Not strip bars … no. He wasn’t that man. He didn’t like them loud either, or those smoky honky-tonks with half-naked girls in jeans and leather vests.

But a man didn’t have to slap down a bill on the bar and order a Bud Light to cross the line. Not hardly.

Neither did he pay for sex. He didn’t have to. Usually women took one look at the house, the car, the rest of it, which was not a measure of him as a man but just stuff … and they were interested.

It said a lot about how mankind worked in general. He was never sure whether or not to blame the male of the species, or the female. At the moment, he blamed his gender but decided to unashamedly exploit it.

He saw Lena’s long, sleek legs first as she slipped into the car. Walking around in heels gave her some excellent calf muscles and she knew it. Carl nodded. “Is it okay if I pull away right now, or should we seem to haggle for a minute or two?”

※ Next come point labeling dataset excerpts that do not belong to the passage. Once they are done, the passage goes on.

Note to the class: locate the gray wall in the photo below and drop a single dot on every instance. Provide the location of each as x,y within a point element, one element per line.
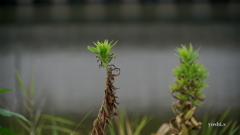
<point>68,75</point>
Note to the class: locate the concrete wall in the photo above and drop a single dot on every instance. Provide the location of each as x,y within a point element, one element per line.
<point>68,75</point>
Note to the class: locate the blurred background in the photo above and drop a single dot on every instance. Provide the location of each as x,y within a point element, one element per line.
<point>53,36</point>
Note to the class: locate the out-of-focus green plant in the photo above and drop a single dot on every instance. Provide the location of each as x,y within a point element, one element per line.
<point>189,82</point>
<point>214,126</point>
<point>108,107</point>
<point>6,113</point>
<point>124,126</point>
<point>103,50</point>
<point>38,120</point>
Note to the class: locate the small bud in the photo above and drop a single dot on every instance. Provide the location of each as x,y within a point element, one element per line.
<point>189,114</point>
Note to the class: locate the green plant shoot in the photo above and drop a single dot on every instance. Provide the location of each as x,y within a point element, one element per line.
<point>190,76</point>
<point>103,50</point>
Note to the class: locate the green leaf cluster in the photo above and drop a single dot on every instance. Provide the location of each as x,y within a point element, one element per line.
<point>190,76</point>
<point>103,50</point>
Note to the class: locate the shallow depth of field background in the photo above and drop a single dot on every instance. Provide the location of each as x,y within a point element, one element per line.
<point>53,36</point>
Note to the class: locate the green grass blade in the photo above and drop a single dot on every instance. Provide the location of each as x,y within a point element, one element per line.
<point>117,121</point>
<point>122,124</point>
<point>225,128</point>
<point>58,119</point>
<point>23,88</point>
<point>6,131</point>
<point>128,125</point>
<point>62,129</point>
<point>32,86</point>
<point>232,132</point>
<point>141,125</point>
<point>224,115</point>
<point>12,114</point>
<point>4,90</point>
<point>232,127</point>
<point>205,124</point>
<point>111,129</point>
<point>82,120</point>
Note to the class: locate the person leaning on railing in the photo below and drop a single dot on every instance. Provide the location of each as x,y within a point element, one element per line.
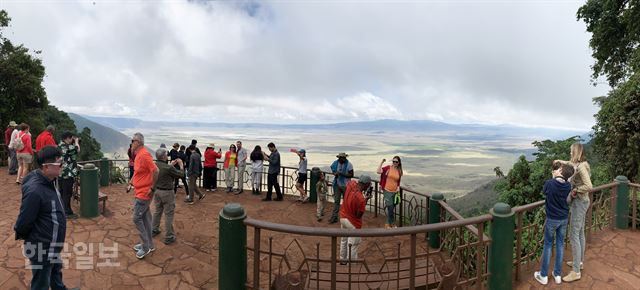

“This isn’t a street corner in New York. Pull away.” The woman next to him smoothed her skirt, if it could be called a skirt it was that short, and crossed her ankles. “Besides, if you think you weren’t made as a cop, you can think again. It amazes me how naive you all are.” She had long blond hair, which wasn’t natural if the much darker color of her finely plucked brows was an indication, and her blouse was unbuttoned enough to show a hint of a lacy black bra. Carl actually liked her, and they had an informal deal where he used his influence to cut the charges if she was brought in, which had only happened once or twice. She was very pretty and tended to work privately for some very high profile clients, but now and then she was on the street. If she didn’t dabble a little too often with recreational drugs, she could probably pull herself out of the life.